When any member suspects elder abuse of the care team, it must be acted on and reported to mobilize resources for the victim. This action is not only a moral obligation, but most states consider physicians, psychologists, law enforcement personnel, and nurses all mandatory reporters of suspected elder abuse.
There needs to be collaboration and clear communication between first responders, law enforcement, nurses, physicians, social work, case management, hospital administration, and the hospital legal team. Nurses also play a crucial role in identifying abuse as they are likely to spend the most time with the patient and family. Patients might confide in the nurse something they were unwilling to tell the doctor. The nurse might also take note of strained patient-caregiver interactions or additional exam findings while assisting with bathing, toileting, or doing procedures such as placing a urinary catheter.

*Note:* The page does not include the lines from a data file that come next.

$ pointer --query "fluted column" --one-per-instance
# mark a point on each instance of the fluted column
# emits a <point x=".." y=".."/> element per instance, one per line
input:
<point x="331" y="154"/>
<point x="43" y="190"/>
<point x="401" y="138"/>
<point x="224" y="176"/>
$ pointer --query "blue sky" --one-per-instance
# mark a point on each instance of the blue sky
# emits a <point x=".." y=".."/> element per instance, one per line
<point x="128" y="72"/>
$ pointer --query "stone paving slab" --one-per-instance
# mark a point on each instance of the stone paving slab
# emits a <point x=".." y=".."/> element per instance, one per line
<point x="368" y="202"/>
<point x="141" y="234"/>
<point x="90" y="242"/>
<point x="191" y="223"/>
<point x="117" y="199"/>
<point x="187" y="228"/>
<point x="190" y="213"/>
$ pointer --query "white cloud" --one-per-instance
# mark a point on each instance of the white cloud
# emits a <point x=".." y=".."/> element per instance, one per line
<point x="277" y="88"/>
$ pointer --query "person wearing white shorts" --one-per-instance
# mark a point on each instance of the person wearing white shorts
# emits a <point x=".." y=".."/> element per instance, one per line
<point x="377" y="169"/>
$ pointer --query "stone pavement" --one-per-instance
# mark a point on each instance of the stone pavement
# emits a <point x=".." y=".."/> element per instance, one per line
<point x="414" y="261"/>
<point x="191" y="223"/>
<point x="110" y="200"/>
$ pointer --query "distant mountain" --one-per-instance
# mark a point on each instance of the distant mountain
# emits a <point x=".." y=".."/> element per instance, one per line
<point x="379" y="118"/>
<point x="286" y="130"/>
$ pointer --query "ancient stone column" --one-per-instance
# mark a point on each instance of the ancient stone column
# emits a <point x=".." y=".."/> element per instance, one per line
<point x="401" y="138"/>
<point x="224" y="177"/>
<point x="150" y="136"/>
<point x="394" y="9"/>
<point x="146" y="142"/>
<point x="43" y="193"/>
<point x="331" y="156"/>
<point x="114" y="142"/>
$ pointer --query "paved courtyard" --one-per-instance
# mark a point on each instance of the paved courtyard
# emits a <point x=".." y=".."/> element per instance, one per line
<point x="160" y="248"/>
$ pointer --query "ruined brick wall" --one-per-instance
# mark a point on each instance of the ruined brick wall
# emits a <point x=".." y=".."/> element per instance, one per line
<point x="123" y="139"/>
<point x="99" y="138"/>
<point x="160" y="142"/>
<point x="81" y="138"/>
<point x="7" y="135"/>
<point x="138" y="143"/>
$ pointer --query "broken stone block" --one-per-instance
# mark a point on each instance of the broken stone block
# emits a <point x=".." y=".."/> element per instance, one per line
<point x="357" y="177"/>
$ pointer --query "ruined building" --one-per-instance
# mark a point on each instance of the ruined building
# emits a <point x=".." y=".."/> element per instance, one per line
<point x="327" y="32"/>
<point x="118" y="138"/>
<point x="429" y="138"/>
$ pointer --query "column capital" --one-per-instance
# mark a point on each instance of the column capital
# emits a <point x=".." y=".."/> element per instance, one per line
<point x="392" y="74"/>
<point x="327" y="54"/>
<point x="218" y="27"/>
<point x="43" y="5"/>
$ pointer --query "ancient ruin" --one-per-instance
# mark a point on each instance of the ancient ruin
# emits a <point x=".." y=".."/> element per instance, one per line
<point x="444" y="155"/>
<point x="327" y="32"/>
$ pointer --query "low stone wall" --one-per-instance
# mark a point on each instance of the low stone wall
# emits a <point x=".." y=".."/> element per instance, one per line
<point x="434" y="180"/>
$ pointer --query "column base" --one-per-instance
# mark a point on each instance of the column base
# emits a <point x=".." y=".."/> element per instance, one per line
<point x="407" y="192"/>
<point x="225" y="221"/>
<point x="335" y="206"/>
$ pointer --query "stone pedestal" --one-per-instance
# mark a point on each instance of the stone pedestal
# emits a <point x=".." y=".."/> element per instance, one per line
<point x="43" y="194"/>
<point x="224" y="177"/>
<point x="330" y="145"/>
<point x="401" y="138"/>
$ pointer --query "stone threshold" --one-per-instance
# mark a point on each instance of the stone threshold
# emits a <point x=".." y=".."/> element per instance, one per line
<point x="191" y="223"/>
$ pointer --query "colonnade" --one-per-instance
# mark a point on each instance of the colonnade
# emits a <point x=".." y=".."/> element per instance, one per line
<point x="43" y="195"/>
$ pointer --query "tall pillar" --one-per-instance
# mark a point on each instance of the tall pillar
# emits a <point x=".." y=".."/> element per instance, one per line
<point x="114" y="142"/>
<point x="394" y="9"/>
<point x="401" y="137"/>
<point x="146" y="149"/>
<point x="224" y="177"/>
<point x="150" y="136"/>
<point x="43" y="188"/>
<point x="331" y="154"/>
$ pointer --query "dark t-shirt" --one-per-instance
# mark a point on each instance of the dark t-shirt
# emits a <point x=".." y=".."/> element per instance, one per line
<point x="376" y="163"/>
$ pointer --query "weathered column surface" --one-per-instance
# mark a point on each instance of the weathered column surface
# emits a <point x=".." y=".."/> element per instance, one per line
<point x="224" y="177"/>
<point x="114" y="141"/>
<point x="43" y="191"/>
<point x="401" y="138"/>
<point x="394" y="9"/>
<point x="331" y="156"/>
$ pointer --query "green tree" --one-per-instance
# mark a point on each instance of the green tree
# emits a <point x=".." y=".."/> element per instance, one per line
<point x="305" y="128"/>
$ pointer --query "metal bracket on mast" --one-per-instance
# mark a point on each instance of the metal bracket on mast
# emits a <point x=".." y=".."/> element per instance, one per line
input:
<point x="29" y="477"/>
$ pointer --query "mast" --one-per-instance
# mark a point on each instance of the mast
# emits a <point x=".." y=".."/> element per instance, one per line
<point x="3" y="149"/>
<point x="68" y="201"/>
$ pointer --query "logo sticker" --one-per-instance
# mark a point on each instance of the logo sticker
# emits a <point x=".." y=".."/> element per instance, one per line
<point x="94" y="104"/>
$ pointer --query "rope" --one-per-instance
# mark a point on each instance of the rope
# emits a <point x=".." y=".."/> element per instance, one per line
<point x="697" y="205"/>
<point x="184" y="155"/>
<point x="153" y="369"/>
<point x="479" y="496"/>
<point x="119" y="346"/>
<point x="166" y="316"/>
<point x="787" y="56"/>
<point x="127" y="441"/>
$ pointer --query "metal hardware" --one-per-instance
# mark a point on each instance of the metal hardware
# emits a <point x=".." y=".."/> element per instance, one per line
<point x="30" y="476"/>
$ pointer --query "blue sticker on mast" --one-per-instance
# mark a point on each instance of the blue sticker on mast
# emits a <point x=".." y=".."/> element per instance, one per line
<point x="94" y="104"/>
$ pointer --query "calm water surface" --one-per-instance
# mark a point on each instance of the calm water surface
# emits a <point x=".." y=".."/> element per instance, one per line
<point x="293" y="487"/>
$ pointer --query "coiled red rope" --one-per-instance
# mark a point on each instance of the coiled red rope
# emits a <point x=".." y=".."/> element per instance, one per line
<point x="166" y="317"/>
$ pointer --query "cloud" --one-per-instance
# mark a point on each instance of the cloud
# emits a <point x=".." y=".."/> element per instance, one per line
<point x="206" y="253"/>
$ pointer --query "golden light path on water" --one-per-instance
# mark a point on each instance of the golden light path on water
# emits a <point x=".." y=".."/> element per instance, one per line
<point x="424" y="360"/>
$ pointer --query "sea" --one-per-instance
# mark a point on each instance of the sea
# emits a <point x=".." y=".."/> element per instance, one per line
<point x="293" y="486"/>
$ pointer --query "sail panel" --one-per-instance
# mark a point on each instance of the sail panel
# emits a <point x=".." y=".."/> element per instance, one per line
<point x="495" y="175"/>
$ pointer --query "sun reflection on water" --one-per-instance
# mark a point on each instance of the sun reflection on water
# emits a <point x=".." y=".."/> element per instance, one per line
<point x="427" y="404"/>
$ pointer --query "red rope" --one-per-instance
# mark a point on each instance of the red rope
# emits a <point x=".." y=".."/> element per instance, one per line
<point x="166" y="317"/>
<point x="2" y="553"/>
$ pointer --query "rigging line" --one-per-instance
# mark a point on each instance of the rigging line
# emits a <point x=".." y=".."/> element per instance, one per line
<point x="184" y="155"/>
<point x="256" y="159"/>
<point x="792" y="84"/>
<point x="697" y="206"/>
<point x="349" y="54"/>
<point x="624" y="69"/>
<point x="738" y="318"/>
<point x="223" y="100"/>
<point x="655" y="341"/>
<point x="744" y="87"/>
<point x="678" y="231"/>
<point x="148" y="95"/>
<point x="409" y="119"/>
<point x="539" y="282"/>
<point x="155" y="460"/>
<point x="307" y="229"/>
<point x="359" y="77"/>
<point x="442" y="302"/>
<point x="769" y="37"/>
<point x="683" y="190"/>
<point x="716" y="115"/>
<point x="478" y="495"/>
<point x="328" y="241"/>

Social workers and case management are integral parts of the team as well. They might identify non-medical risk factors for abuse not initially appreciated and can help organize resources and support for the patient and family. Once identified, the case should be reported to the appropriate agency such as Adult Protective Services to ensure there is proper follow-up and monitoring after the patient goes home.
A comprehensive, interprofessional approach is needed to effectively identify and navigate the medical, psychosocial, and societal complexities of elder abuse. By increasing awareness and working as an interdisciplinary team, we will hopefully begin to curve the prevalence of elder abuse and provide better care for older patients.